Appendix B. Decoder Attention Visualization s for Caption Predictions
附录 B. 标题预测的解码器注意力可视化
In Figure 9 and Figure 10, we show more qualitative examples showing decoder attention weights overlaid on input images, similar to Section 4.4. All captions are decoded from $L=1,H=512$ VirTex model using beam search. We normalize the attention masks to [0, 1] to improve their contrast for better visibility.
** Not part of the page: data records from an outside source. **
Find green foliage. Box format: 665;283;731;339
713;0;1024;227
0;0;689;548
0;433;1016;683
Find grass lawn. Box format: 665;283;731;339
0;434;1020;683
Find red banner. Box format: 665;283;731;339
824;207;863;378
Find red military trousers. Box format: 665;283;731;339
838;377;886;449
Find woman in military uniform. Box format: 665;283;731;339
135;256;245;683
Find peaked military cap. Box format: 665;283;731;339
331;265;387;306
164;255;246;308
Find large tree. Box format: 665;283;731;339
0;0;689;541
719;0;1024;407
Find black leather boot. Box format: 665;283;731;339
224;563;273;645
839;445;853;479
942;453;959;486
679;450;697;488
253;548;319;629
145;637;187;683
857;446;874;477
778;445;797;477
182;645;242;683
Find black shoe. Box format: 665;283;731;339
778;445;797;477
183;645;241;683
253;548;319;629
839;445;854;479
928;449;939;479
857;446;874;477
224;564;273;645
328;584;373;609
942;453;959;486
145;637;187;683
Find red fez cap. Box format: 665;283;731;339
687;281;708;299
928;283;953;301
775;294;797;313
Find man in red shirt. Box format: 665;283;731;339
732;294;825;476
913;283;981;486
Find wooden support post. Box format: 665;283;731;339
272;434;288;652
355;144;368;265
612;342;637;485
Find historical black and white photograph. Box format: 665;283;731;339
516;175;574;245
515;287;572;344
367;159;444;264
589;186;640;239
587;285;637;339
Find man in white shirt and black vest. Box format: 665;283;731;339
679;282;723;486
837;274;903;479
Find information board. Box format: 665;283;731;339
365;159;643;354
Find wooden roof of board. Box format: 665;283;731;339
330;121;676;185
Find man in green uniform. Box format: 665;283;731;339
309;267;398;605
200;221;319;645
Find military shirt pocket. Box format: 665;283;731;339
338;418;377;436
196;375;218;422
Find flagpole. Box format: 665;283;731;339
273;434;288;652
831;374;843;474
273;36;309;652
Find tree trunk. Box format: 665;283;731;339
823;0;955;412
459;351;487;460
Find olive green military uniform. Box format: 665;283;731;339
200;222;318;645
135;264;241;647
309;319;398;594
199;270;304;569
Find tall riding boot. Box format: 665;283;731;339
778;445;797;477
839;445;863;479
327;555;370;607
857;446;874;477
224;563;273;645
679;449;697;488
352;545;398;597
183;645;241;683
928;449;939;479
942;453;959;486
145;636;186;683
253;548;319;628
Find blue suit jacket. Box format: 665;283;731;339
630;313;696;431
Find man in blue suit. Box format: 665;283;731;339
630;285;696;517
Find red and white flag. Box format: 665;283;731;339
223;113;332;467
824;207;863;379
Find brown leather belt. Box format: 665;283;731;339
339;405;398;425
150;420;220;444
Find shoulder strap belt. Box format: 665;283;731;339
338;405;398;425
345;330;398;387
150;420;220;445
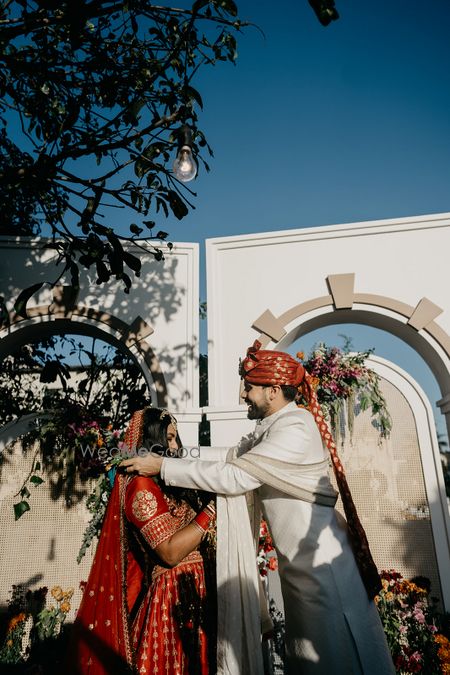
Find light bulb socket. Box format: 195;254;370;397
177;124;192;152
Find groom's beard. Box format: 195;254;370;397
247;402;269;420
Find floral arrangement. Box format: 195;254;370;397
299;338;392;438
375;570;450;675
256;518;278;578
14;406;122;520
0;586;74;665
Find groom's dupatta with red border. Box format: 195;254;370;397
68;474;142;675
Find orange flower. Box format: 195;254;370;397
8;612;27;633
50;586;64;602
269;556;278;570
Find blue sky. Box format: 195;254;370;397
163;0;450;433
163;0;450;241
14;0;450;438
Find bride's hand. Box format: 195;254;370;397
119;454;163;476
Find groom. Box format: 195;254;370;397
122;341;395;675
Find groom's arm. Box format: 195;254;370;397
161;457;262;495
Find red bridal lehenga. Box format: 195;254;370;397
69;474;215;675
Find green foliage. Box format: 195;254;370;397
375;570;449;675
0;0;243;315
0;336;150;520
302;336;392;438
0;586;74;674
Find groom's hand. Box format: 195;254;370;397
119;455;162;476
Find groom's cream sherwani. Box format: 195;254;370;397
161;403;395;675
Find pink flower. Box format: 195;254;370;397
413;607;425;623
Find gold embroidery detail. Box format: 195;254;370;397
131;490;158;521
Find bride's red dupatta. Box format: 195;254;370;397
68;474;142;675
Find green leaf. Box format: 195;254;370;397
14;500;30;520
167;190;189;220
130;223;144;236
14;281;44;319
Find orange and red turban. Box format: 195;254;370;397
239;340;305;387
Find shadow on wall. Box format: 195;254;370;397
0;238;186;332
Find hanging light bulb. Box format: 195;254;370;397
173;124;197;183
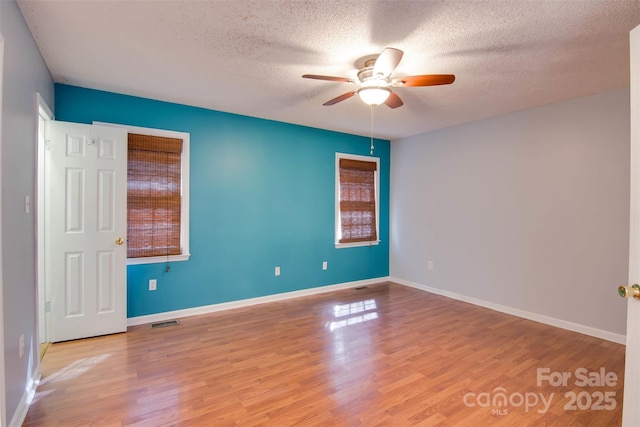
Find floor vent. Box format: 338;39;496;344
151;320;180;328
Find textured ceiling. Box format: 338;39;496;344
18;0;640;139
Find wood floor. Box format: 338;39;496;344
24;283;624;427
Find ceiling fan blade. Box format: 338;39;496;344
391;74;456;87
384;92;404;108
322;90;356;106
302;74;355;83
373;47;404;78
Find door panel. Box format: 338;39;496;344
45;122;127;342
622;23;640;426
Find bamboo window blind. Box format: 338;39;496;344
127;133;182;258
339;158;378;243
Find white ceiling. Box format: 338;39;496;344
18;0;640;139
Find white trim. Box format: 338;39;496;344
127;276;389;326
333;152;380;249
33;93;53;350
8;369;40;427
0;30;7;426
389;277;626;344
93;121;191;265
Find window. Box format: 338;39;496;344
94;122;190;265
335;153;380;247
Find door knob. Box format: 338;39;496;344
618;285;640;299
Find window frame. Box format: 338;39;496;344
93;121;191;265
334;152;380;249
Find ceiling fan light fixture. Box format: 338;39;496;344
358;86;391;105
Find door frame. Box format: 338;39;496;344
34;93;54;352
0;34;7;426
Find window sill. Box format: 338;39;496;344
127;254;191;265
336;240;380;249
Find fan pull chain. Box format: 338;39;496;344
369;105;374;156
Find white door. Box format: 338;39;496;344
622;26;640;427
45;121;127;342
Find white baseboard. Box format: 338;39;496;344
389;277;627;344
8;368;40;427
127;276;389;326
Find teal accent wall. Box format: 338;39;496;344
55;84;390;317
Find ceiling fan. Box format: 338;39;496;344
302;47;456;108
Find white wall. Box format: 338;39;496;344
0;0;53;422
390;89;630;334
在图9和图10中,我们展示了更多定性示例,这些示例显示了叠加在输入图像上的解码器注意力权重,类似于第4.4节。所有标题都是从$L=1,H=512$的VirTex模型使用束搜索解码得到的。我们将注意力掩码归一化到[0, 1]范围以提高对比度,从而获得更好的可视效果。

Figure 9: Attention visualization s per time step for predicted caption. We decode captions from the forward transformer of $L=1,H=512$ VirTex model using beam search.
图 9: 预测描述文本在各时间步的注意力可视化。我们使用束搜索从 $L=1,H=512$ 的 VirTex 模型前向 Transformer 解码描述文本。

Figure 10: We decode captions from the forward transformer of $L=1,H=512$ VirTex model using beam search. For the highlighted word, we visualize the decoder attention weights overlaid on the input image.
图 10: 我们使用束搜索从 $L=1,H=512$ 的 VirTex 模型前向 Transformer 中解码描述文字。对于高亮显示的单词,我们在输入图像上叠加可视化解码器的注意力权重。